Since it had been 34 years or so, and I had not met anyone I was willing to have children with, I was simply (yet mistakenly) interpreting that as ‘I don’t want children.’
Once I figured out this mind-shattering revelation, that I did in fact want children, I just hadn’t found the right partner, I next had to convince myself not to rush into something just because of my age and my biological clock. It’s not fair to me, the man (internal thought - please be you, please be you), the relationship, or the cutie-pie baby who would be created.
So as I sit here reminding myself to not be long winded (ha), let me say that I am so proud of the very full life I have been able to create for myself. I am now very comfortable with the idea of having children…with the right person, (internal - you, you, you) yet I am also aware that at this age, there is a possibility that it may not happen.
Of course being the prepared, type A personality that I am, I can assure you I have taken some necessary steps, which we can discuss at another time, to increase my chances of making it happen. (Insert - a pretty big sip of wine with eyes locked on his here).
So with all of that being said, I guess it also depends on the answer of my partner. I do believe this is a two-way conversation and could even potentially be an area of compromise. But I will end with, if I do get to have children, I know I’ll look back and say, I couldn’t imagine life any other way…oh, and side note: I think they would be sooooooo cute.

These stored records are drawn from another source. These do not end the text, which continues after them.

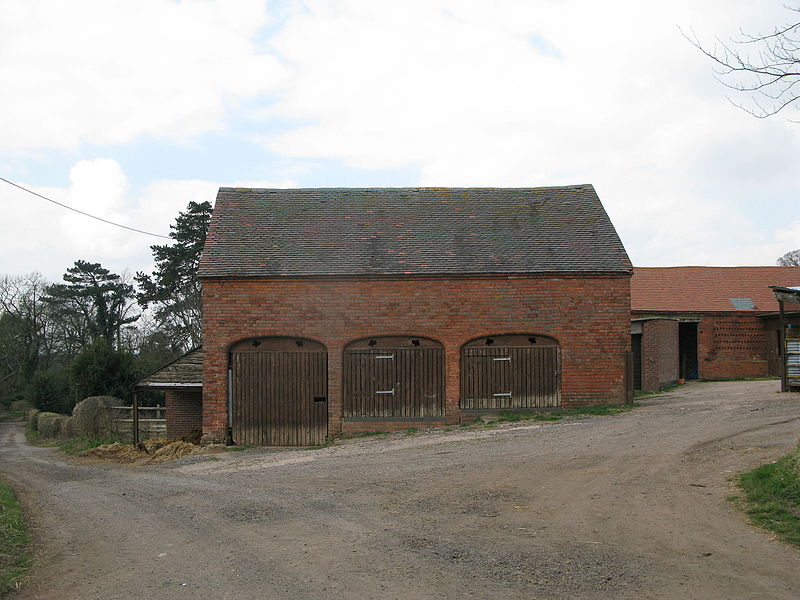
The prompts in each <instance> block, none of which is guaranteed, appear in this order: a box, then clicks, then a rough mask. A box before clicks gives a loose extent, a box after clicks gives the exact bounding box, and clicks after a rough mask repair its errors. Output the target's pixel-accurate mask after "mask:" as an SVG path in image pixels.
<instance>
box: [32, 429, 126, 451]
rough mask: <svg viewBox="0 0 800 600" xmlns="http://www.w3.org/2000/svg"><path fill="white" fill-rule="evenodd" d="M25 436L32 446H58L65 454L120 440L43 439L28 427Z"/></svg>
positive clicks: (52, 447) (77, 438)
mask: <svg viewBox="0 0 800 600" xmlns="http://www.w3.org/2000/svg"><path fill="white" fill-rule="evenodd" d="M25 438H26V439H27V440H28V443H29V444H32V445H33V446H41V447H43V448H59V449H61V450H62V451H63V452H65V453H66V454H78V453H79V452H83V451H84V450H90V449H91V448H97V447H98V446H105V445H106V444H113V443H115V442H120V441H121V440H119V439H118V438H114V437H109V438H69V439H63V440H62V439H45V438H43V437H42V436H41V435H39V432H38V431H34V430H33V429H31V428H28V429H27V430H26V431H25Z"/></svg>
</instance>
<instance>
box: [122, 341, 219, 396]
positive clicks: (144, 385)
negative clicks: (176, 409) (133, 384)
mask: <svg viewBox="0 0 800 600" xmlns="http://www.w3.org/2000/svg"><path fill="white" fill-rule="evenodd" d="M201 385H203V347H202V346H200V347H198V348H195V349H193V350H189V352H187V353H186V354H184V355H183V356H180V357H178V358H176V359H175V360H173V361H172V362H171V363H169V364H166V365H164V366H163V367H161V368H160V369H159V370H158V371H156V372H155V373H151V374H150V375H148V376H147V377H145V378H144V379H142V380H140V381H139V382H138V383H137V384H136V387H149V388H157V389H158V388H163V389H169V388H173V387H197V386H201Z"/></svg>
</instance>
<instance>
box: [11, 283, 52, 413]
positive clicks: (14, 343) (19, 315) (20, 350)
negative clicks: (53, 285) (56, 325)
mask: <svg viewBox="0 0 800 600" xmlns="http://www.w3.org/2000/svg"><path fill="white" fill-rule="evenodd" d="M46 288H47V282H46V281H45V280H44V279H43V278H42V276H41V275H39V274H38V273H31V274H30V275H25V276H20V277H8V276H4V277H0V398H4V399H18V397H20V396H21V394H22V391H23V388H24V386H25V384H26V382H27V381H28V380H29V379H30V377H31V376H32V375H33V373H34V372H35V371H36V370H37V369H39V368H41V367H42V366H43V364H44V363H46V362H47V360H48V359H49V355H50V351H51V349H50V345H49V340H48V333H49V329H48V322H49V321H48V315H47V305H46V304H45V302H44V301H43V297H44V295H45V290H46Z"/></svg>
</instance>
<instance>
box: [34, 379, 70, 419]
mask: <svg viewBox="0 0 800 600" xmlns="http://www.w3.org/2000/svg"><path fill="white" fill-rule="evenodd" d="M25 392H26V396H27V399H28V401H29V402H30V403H31V404H32V405H33V406H35V407H36V408H38V409H39V410H43V411H49V412H56V413H68V412H70V411H71V410H72V406H73V405H74V404H75V402H74V401H73V400H72V397H71V395H70V390H69V382H68V380H67V376H66V374H65V373H64V372H63V371H61V370H56V369H51V370H49V371H36V373H34V375H33V377H32V378H31V380H30V382H29V383H28V385H27V386H26V390H25Z"/></svg>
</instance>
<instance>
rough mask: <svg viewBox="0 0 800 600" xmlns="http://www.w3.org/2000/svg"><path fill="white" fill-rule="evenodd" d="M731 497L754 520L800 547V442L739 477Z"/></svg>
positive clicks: (759, 524)
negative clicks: (767, 462)
mask: <svg viewBox="0 0 800 600" xmlns="http://www.w3.org/2000/svg"><path fill="white" fill-rule="evenodd" d="M737 483H738V485H739V489H740V490H741V491H742V494H743V496H732V497H731V498H730V500H733V501H734V502H736V504H737V505H738V506H739V507H740V508H741V509H742V510H743V511H744V512H745V514H746V515H747V516H748V517H749V518H750V521H751V522H752V523H753V524H754V525H757V526H759V527H763V528H764V529H768V530H769V531H772V532H774V533H776V534H777V535H778V536H779V537H780V538H781V539H783V540H784V541H786V542H788V543H790V544H792V545H794V546H797V547H799V548H800V443H798V444H797V446H796V447H795V449H794V450H793V451H792V452H790V453H789V454H787V455H786V456H784V457H782V458H779V459H778V460H776V461H774V462H771V463H768V464H766V465H761V466H760V467H758V468H756V469H753V470H752V471H750V472H748V473H744V474H742V475H740V476H739V478H738V481H737Z"/></svg>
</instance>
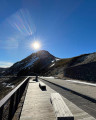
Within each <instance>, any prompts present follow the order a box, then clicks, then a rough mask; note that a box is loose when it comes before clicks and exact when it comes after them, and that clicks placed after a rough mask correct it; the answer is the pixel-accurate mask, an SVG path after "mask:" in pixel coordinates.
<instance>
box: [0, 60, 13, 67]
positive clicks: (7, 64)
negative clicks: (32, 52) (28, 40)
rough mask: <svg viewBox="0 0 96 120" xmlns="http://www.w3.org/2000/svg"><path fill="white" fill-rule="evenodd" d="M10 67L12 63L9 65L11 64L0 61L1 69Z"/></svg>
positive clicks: (6, 62) (0, 65)
mask: <svg viewBox="0 0 96 120" xmlns="http://www.w3.org/2000/svg"><path fill="white" fill-rule="evenodd" d="M12 65H13V63H11V62H5V61H0V67H2V68H7V67H10V66H12Z"/></svg>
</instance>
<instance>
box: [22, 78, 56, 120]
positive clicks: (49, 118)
mask: <svg viewBox="0 0 96 120" xmlns="http://www.w3.org/2000/svg"><path fill="white" fill-rule="evenodd" d="M20 120H56V117H55V114H54V110H53V107H52V105H51V103H50V92H48V91H42V90H41V89H40V88H39V82H35V81H32V80H30V82H29V86H28V90H27V94H26V97H25V102H24V105H23V109H22V113H21V117H20Z"/></svg>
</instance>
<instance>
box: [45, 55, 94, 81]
mask: <svg viewBox="0 0 96 120" xmlns="http://www.w3.org/2000/svg"><path fill="white" fill-rule="evenodd" d="M46 75H55V76H57V77H60V78H64V77H68V78H72V79H79V80H86V81H93V82H96V53H91V54H83V55H80V56H77V57H73V58H68V59H60V60H59V61H57V62H56V63H54V65H53V66H52V67H51V68H50V70H49V71H48V72H47V73H46Z"/></svg>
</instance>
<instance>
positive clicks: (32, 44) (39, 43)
mask: <svg viewBox="0 0 96 120" xmlns="http://www.w3.org/2000/svg"><path fill="white" fill-rule="evenodd" d="M32 48H33V49H34V50H39V49H40V48H41V44H40V42H38V41H35V42H34V43H32Z"/></svg>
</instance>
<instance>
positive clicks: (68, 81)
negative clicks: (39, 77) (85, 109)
mask: <svg viewBox="0 0 96 120" xmlns="http://www.w3.org/2000/svg"><path fill="white" fill-rule="evenodd" d="M41 78H43V79H45V80H47V81H49V82H52V83H55V84H57V85H60V86H62V87H65V88H68V89H71V90H73V91H76V92H78V93H81V94H84V95H86V96H89V97H91V98H93V99H95V100H96V86H95V85H96V84H94V86H92V85H88V84H83V83H82V84H81V83H78V81H77V82H71V80H70V81H66V80H63V79H55V78H48V77H41Z"/></svg>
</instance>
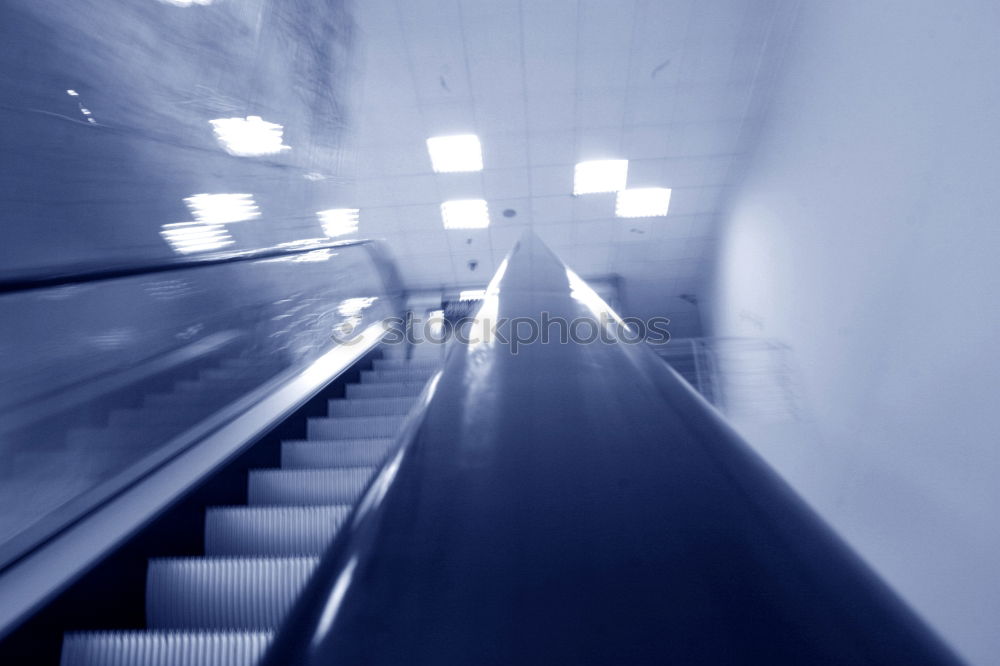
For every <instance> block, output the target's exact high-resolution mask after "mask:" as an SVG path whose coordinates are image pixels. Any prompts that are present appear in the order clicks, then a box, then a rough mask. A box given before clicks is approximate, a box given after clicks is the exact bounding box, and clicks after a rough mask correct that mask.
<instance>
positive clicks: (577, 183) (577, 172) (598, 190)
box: [573, 160, 628, 194]
mask: <svg viewBox="0 0 1000 666" xmlns="http://www.w3.org/2000/svg"><path fill="white" fill-rule="evenodd" d="M627 176H628V160H590V161H588V162H577V165H576V169H575V170H574V173H573V194H593V193H595V192H618V191H620V190H624V189H625V181H626V178H627Z"/></svg>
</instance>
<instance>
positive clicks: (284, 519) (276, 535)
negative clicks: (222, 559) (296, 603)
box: [205, 505, 351, 557]
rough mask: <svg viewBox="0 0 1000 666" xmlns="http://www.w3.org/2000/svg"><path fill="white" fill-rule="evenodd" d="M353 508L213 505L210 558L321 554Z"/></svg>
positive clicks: (207, 511) (309, 555)
mask: <svg viewBox="0 0 1000 666" xmlns="http://www.w3.org/2000/svg"><path fill="white" fill-rule="evenodd" d="M350 511H351V507H349V506H346V505H335V506H294V507H292V506H289V507H245V506H233V507H212V508H210V509H208V511H207V512H206V514H205V555H207V556H208V557H234V556H239V557H255V556H256V557H292V556H300V555H309V556H315V555H320V554H322V553H323V551H324V550H325V549H326V547H327V546H328V545H329V544H330V542H331V541H332V540H333V537H334V536H336V534H337V531H338V530H339V529H340V526H341V525H343V523H344V520H346V519H347V515H348V514H349V513H350Z"/></svg>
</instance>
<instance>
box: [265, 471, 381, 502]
mask: <svg viewBox="0 0 1000 666" xmlns="http://www.w3.org/2000/svg"><path fill="white" fill-rule="evenodd" d="M374 471H375V468H374V467H343V468H335V469H258V470H250V473H249V476H248V479H247V499H248V503H249V504H250V505H252V506H266V505H280V506H305V505H313V504H354V503H355V502H356V501H357V500H358V498H359V497H360V496H361V492H362V491H363V490H364V489H365V486H367V485H368V481H369V480H370V479H371V476H372V474H373V473H374Z"/></svg>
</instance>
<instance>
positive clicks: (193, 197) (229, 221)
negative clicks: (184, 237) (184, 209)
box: [184, 194, 260, 224]
mask: <svg viewBox="0 0 1000 666" xmlns="http://www.w3.org/2000/svg"><path fill="white" fill-rule="evenodd" d="M184 203H186V204H187V206H188V209H189V210H190V211H191V215H192V216H193V217H194V219H195V220H196V221H198V222H203V223H205V224H228V223H229V222H243V221H244V220H252V219H254V218H257V217H260V209H258V208H257V204H256V203H255V202H254V200H253V195H252V194H194V195H191V196H189V197H188V198H186V199H184Z"/></svg>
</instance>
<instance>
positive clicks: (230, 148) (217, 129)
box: [208, 116, 292, 157]
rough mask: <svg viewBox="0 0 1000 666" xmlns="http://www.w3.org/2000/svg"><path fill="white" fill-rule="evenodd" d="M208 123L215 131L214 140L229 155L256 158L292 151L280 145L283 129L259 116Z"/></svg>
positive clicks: (226, 118) (281, 141) (275, 124)
mask: <svg viewBox="0 0 1000 666" xmlns="http://www.w3.org/2000/svg"><path fill="white" fill-rule="evenodd" d="M208 122H209V123H210V124H211V125H212V129H214V130H215V138H216V139H218V140H219V143H221V144H222V147H223V148H225V149H226V152H227V153H229V154H230V155H238V156H239V157H256V156H259V155H274V154H276V153H280V152H283V151H285V150H291V149H292V148H291V146H286V145H285V144H284V143H282V141H283V138H282V135H283V134H284V131H285V128H284V127H282V126H281V125H279V124H278V123H269V122H267V121H266V120H264V119H263V118H261V117H260V116H247V117H246V118H216V119H215V120H209V121H208Z"/></svg>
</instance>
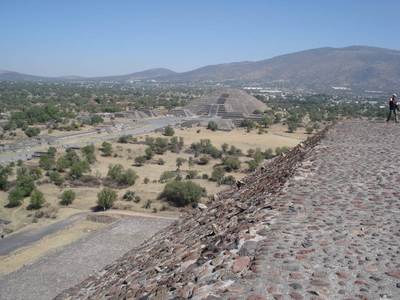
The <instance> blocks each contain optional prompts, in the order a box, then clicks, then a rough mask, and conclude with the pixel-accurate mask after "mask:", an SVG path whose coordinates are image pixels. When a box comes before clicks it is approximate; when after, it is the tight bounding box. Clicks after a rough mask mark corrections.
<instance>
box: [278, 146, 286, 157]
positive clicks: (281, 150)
mask: <svg viewBox="0 0 400 300" xmlns="http://www.w3.org/2000/svg"><path fill="white" fill-rule="evenodd" d="M288 151H289V147H286V146H282V147H276V149H275V154H276V155H281V154H282V153H286V152H288Z"/></svg>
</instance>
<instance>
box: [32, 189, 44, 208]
mask: <svg viewBox="0 0 400 300" xmlns="http://www.w3.org/2000/svg"><path fill="white" fill-rule="evenodd" d="M44 203H45V199H44V195H43V193H42V192H41V191H39V190H36V189H35V190H33V191H32V194H31V199H30V202H29V207H28V208H29V209H39V208H41V207H42V206H43V204H44Z"/></svg>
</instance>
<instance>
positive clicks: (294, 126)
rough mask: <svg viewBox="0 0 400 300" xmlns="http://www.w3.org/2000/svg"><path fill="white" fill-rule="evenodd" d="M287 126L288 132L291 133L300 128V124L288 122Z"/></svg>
mask: <svg viewBox="0 0 400 300" xmlns="http://www.w3.org/2000/svg"><path fill="white" fill-rule="evenodd" d="M287 126H288V132H290V133H293V132H295V131H296V130H297V128H298V124H297V123H295V122H288V124H287Z"/></svg>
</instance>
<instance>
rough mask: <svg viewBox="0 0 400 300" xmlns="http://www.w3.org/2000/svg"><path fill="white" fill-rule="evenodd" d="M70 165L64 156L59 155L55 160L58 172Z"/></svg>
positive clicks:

He remains, patient, quiet and still. He lets that diatribe sink in. I don’t think he was expecting me to bust out into a stage right, 10 minute monologue with perfect blocking, flattering lighting and impeccable pauses for dramatic effect.
Welcome to asking Elise Ivy a deep life question. I think to myself, perhaps this is the last time he goes there?
I take a sip. I smile at him. I’m not expecting him to talk right away. I know that’s a lot. I know I’M a lot.
Guapo: Wow, thank you. That was so honest, beautiful, and from the heart.
Me: And you? Would you like to tell me over dinner?